Common factors behind redundancy include:
- Pressure to reduce overheads including staff head count
- Investment in new systems/technology renders a role unnecessary
- The role expires
- Relocation or closure of the business
Employers may only invoke the redundancy process where the function performed by an employee has truly ceased or fewer employees are required to perform it. Where possible, employers should consider options other than redundancy, possibly along the lines of flexible working, restricted overtime, re-training or the offer of a different position. Alternative strategies may be developed during consultation with employees, who could contribute ideas concerning achieving efficiencies from their experiences at the 'coal face'.
An employer, however, may have no choice but to move forward with either compulsory or non-compulsory redundancy which, as the latter name suggests, calls for employees to come forward to accept voluntary redundancy or take early retirement.
Both approaches can impact upon business as they tend to appeal more to longer serving employees whose wealth of experience and length of service can be costly in terms of either their redundancy payment or the funding of their pension. In addition, bosses may need to examine the profiles of volunteers and consider if the skills of those remaining on the payroll will support business performance going forward.
Morale among the remaining workforce may be stronger than if colleagues had been forced to leave due to compulsory redundancy. Here, employers must ensure complete fairness in selecting candidates for redundancy.
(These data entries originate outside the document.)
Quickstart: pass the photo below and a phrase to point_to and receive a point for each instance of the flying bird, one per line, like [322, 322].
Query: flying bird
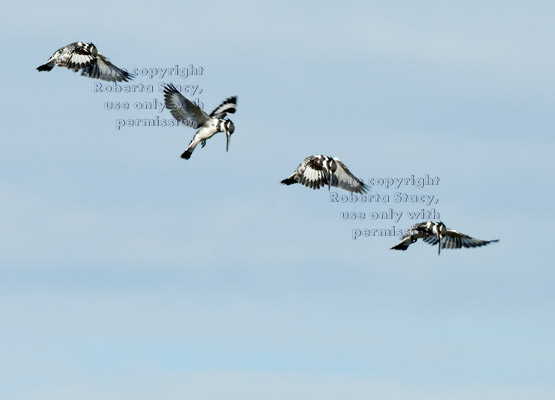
[192, 115]
[437, 233]
[84, 57]
[318, 171]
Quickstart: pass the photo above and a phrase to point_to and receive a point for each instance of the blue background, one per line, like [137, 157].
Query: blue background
[129, 273]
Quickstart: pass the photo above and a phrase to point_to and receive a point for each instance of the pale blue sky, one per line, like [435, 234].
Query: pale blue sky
[129, 273]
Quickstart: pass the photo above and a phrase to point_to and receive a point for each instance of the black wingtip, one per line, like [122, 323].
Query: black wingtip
[288, 181]
[44, 67]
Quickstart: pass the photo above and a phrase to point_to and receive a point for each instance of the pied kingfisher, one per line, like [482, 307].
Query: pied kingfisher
[192, 115]
[434, 232]
[85, 57]
[318, 171]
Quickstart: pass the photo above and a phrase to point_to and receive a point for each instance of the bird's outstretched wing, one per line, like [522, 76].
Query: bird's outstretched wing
[182, 109]
[456, 240]
[103, 69]
[228, 106]
[418, 231]
[344, 179]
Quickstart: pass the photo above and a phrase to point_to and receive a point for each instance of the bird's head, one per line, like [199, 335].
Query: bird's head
[229, 128]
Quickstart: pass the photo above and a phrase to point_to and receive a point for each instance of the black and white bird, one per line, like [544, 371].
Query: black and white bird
[318, 171]
[437, 233]
[84, 57]
[192, 115]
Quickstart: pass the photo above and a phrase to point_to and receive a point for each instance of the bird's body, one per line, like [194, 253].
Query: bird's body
[318, 171]
[192, 115]
[84, 57]
[437, 233]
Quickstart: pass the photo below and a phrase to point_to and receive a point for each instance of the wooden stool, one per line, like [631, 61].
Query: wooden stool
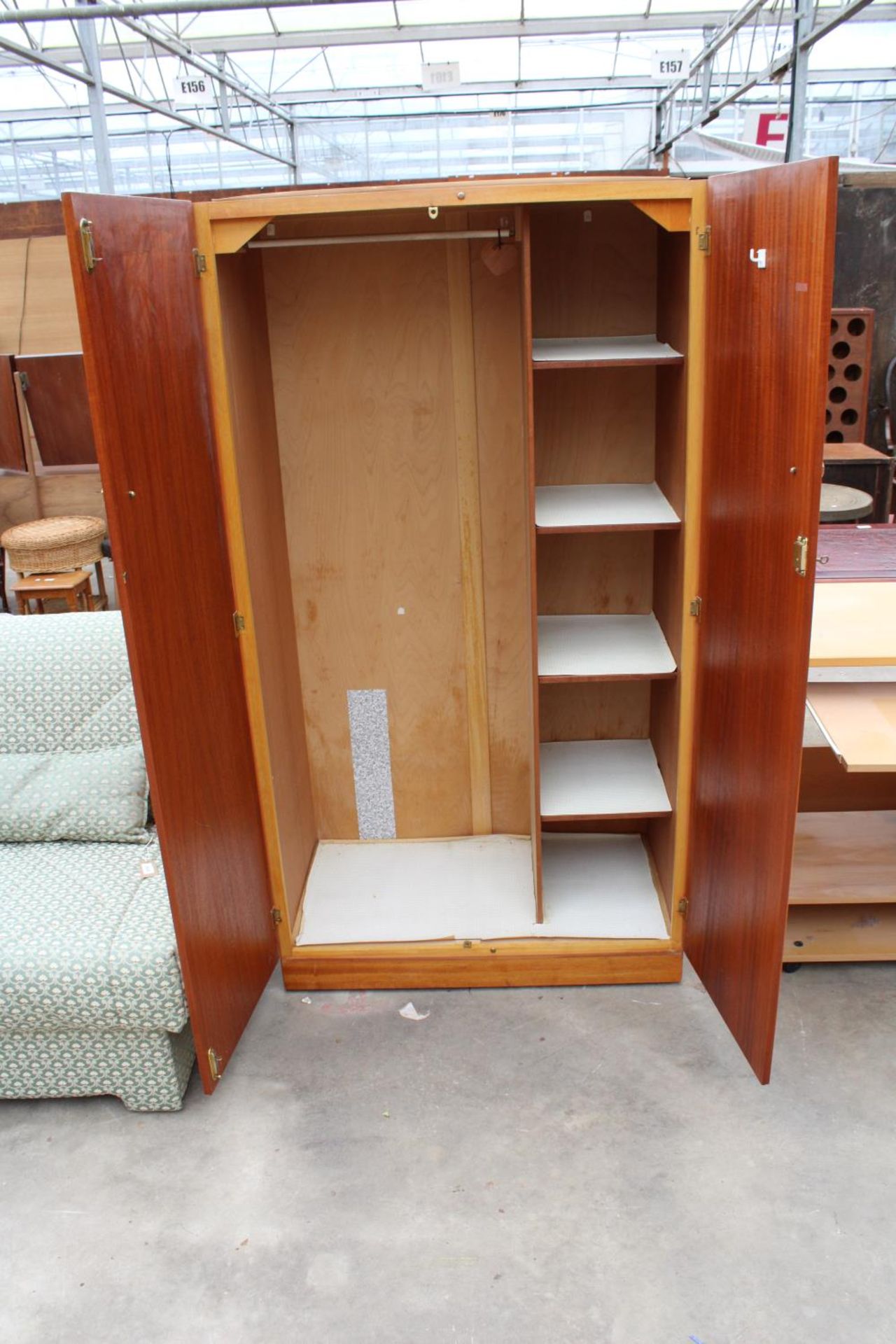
[52, 545]
[844, 504]
[73, 588]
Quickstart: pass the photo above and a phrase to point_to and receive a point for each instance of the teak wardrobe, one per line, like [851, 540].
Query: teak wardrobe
[463, 533]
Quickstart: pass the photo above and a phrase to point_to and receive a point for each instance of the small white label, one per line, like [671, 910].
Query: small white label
[191, 88]
[447, 74]
[669, 66]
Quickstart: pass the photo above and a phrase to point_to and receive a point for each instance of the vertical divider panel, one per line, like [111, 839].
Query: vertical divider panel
[531, 479]
[242, 589]
[470, 522]
[690, 505]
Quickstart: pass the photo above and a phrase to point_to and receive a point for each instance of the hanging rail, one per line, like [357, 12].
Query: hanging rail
[495, 234]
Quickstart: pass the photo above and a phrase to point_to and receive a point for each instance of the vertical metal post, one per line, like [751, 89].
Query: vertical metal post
[102, 152]
[706, 74]
[799, 83]
[298, 171]
[222, 94]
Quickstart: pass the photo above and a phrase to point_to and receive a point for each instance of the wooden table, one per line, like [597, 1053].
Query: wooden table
[860, 454]
[74, 589]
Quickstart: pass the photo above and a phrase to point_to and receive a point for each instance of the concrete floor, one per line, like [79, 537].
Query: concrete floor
[524, 1166]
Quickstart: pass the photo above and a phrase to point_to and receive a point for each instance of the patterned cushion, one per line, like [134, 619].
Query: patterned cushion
[74, 794]
[85, 939]
[66, 683]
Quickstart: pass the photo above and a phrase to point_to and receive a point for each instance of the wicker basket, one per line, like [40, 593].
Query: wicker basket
[50, 545]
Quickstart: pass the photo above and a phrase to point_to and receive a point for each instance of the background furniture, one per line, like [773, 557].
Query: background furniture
[864, 457]
[74, 589]
[382, 422]
[92, 999]
[848, 374]
[844, 503]
[55, 545]
[843, 891]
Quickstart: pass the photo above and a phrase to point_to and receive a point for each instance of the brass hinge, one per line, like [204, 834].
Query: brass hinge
[88, 246]
[801, 555]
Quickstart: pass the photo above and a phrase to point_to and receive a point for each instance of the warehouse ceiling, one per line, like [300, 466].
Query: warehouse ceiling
[216, 93]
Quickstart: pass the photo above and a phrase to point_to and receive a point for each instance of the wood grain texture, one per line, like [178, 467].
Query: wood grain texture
[484, 965]
[841, 933]
[596, 426]
[766, 363]
[601, 574]
[843, 859]
[578, 711]
[447, 194]
[593, 279]
[825, 787]
[500, 394]
[466, 445]
[50, 318]
[365, 394]
[13, 449]
[149, 397]
[253, 436]
[57, 401]
[672, 216]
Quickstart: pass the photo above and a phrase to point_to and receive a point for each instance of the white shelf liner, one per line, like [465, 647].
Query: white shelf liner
[589, 350]
[601, 780]
[602, 645]
[477, 888]
[602, 505]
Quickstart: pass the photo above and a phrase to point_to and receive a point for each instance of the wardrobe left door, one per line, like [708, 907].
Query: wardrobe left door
[137, 289]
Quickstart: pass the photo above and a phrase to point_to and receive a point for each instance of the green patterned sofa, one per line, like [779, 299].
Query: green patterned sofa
[92, 1000]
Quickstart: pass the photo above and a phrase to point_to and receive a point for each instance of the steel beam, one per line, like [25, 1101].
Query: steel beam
[41, 58]
[102, 152]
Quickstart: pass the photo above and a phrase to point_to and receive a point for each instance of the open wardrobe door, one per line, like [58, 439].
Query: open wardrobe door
[137, 289]
[767, 323]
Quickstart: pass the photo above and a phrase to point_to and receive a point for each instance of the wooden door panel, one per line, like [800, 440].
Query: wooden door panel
[57, 401]
[766, 366]
[144, 359]
[13, 452]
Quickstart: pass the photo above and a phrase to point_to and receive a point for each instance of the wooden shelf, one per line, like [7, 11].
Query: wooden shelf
[602, 648]
[602, 351]
[844, 858]
[841, 933]
[859, 722]
[582, 781]
[601, 883]
[602, 508]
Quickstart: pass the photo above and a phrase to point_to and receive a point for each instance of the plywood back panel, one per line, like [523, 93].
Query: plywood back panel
[504, 521]
[596, 574]
[50, 321]
[596, 426]
[593, 279]
[360, 353]
[580, 711]
[254, 432]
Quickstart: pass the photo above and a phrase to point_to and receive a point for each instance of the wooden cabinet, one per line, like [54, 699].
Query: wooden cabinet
[456, 533]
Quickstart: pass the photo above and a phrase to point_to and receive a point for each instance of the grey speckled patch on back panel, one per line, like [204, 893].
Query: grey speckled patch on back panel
[371, 764]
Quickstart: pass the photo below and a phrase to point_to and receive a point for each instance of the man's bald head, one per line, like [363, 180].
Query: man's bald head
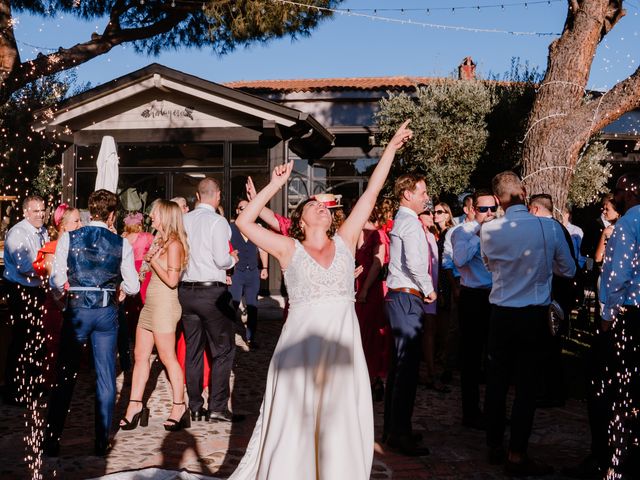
[209, 191]
[508, 189]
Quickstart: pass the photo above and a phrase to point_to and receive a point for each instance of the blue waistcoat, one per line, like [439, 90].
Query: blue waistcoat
[93, 267]
[247, 251]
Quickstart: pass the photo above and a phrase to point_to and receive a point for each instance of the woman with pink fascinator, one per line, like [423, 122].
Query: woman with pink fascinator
[130, 309]
[64, 219]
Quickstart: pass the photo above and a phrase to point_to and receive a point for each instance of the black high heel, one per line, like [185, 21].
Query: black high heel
[184, 422]
[141, 417]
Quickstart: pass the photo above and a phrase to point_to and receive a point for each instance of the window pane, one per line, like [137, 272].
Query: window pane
[344, 167]
[148, 187]
[298, 188]
[162, 155]
[248, 154]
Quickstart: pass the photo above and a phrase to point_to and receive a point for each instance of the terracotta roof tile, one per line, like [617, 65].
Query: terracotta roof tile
[333, 84]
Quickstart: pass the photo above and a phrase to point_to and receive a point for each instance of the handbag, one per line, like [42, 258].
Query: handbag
[555, 315]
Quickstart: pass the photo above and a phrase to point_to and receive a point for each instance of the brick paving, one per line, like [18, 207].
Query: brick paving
[560, 436]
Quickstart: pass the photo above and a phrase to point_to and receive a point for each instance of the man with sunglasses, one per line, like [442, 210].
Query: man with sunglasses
[474, 307]
[522, 252]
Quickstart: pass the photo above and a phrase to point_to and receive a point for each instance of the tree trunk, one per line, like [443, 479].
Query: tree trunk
[562, 119]
[9, 55]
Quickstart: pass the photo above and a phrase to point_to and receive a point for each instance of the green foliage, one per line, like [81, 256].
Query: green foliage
[449, 121]
[467, 132]
[27, 158]
[507, 121]
[590, 175]
[221, 25]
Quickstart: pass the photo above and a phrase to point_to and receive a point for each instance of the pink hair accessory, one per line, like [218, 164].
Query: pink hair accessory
[59, 213]
[133, 218]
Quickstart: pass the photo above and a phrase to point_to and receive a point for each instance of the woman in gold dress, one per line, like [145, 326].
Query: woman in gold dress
[167, 257]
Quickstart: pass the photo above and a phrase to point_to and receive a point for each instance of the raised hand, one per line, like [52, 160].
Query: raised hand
[402, 136]
[281, 174]
[251, 189]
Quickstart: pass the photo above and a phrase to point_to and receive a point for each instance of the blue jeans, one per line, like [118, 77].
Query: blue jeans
[81, 324]
[247, 283]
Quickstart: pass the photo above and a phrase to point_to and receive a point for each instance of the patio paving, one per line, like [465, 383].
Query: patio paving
[560, 436]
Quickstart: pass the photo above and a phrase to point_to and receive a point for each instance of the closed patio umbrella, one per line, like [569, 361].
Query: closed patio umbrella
[107, 162]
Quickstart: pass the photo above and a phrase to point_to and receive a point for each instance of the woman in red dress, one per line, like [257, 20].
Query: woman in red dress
[372, 254]
[65, 219]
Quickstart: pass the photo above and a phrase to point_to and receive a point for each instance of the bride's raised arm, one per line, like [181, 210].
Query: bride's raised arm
[279, 246]
[351, 228]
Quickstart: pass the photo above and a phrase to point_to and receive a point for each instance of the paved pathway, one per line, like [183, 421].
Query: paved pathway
[560, 436]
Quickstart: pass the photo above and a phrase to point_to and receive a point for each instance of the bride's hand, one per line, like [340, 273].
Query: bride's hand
[281, 174]
[402, 136]
[251, 189]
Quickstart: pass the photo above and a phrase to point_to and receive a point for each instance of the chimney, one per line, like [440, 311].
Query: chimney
[467, 69]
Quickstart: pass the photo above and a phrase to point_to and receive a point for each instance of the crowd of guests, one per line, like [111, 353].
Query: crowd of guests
[433, 292]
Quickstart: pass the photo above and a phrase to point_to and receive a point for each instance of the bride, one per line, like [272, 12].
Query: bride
[316, 419]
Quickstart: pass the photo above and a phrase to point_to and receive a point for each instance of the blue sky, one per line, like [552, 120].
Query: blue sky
[350, 46]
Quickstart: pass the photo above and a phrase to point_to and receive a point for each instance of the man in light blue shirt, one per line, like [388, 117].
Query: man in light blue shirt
[409, 286]
[26, 298]
[522, 252]
[474, 310]
[620, 296]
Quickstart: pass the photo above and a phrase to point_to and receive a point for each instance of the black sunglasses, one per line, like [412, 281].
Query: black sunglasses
[494, 209]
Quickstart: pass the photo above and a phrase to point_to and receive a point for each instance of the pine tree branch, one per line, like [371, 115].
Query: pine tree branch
[66, 58]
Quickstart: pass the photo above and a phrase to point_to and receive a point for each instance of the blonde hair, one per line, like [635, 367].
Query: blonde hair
[171, 215]
[132, 228]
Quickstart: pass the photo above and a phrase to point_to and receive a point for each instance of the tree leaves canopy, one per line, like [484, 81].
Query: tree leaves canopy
[450, 131]
[153, 26]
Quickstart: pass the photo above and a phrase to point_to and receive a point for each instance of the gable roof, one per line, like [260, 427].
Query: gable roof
[334, 84]
[289, 123]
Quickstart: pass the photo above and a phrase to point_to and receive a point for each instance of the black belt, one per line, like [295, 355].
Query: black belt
[203, 284]
[410, 291]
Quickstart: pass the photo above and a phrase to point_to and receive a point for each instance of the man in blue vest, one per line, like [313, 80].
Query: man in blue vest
[93, 261]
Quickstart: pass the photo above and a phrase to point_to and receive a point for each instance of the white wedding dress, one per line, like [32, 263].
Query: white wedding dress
[316, 419]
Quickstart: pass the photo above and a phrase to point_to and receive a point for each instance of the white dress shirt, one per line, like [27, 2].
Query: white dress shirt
[130, 282]
[447, 251]
[20, 250]
[409, 254]
[467, 256]
[208, 235]
[577, 235]
[513, 248]
[620, 279]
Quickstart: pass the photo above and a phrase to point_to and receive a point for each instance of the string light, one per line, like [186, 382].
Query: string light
[374, 17]
[459, 7]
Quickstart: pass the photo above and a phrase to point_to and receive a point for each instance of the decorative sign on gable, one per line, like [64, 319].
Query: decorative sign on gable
[156, 110]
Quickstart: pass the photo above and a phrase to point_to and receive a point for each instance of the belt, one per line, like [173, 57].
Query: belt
[203, 284]
[411, 291]
[105, 292]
It may be that a factory or branch office has to close, which creates an understanding of whom and why employees at that location are being made redundant.
Whatever the benchmark, it must be fair and seen to be fair to avoid charges of discrimination. It can therefore be sensible to apply a breadth of factors to arrive at those employees who may be made redundant. The process may include appraisal reports, attendance, skill sets etc. Some means of selection however, immediately render any redundancy dismissal unfair, including:
- Pregnancy, maternity
- Being a member of a trade union
- Part-time worker status
In addition, if management do not hold consultations with employees and any of their representatives, this would be likely to lead to a ruling that the redundancy was unfair.
Structuring of the consultation process is time related. An organisation that finds it has to make from twenty to ninety nine workers at one location redundant within a period of 90 days must consult with employees and/or their representatives at least thirty days before the first redundancy is due to take effect. That timeframe increases to ninety days prior if the intention is to make one hundred or more people redundant. The statutory minimum dismissal procedures apply where less than twenty are being made redundant. Irrespective of the number of redundancies, employers have a duty to also consult with individual employees or risk any redundancy being ruled to be unfair.
Information regarding proposed redundancies must be provided, in writing, at the start of the consultation process. This must advise of a number of areas such as:
- the reasons behind proposing redundancies
- the numbers of employees in danger of redundancy and the rationale behind how they will be selected
- how redundancy payments will be calculated
Employees who have been with a business for a minimum of two years' employment are entitled to receive a statutory redundancy payment, which is worked out in relation to the employee's age, weekly pay and length of continuous employment.
Bosses should also remember that they have a duty to offer alternative employment if appropriate and that the employee is entitled to a trial period in the new role without impacting upon their statutory redundancy. Workers are also allowed time to seek employment with other companies. Budgets permitting, employers may want to support efforts to secure gainful employment, such as funding third party guidance and training for personnel to ease the transition to new employment or setting up on their own or, in the worst case scenario, potentially unemployed status.
The prospect of redundancies appeals to neither employer nor employee. Legislation is in place, however, to make the process as fair as possible and maintain good relations among bosses, those employees who continue with the business and those made redundant, some of whom may well be re-employed should conditions allow.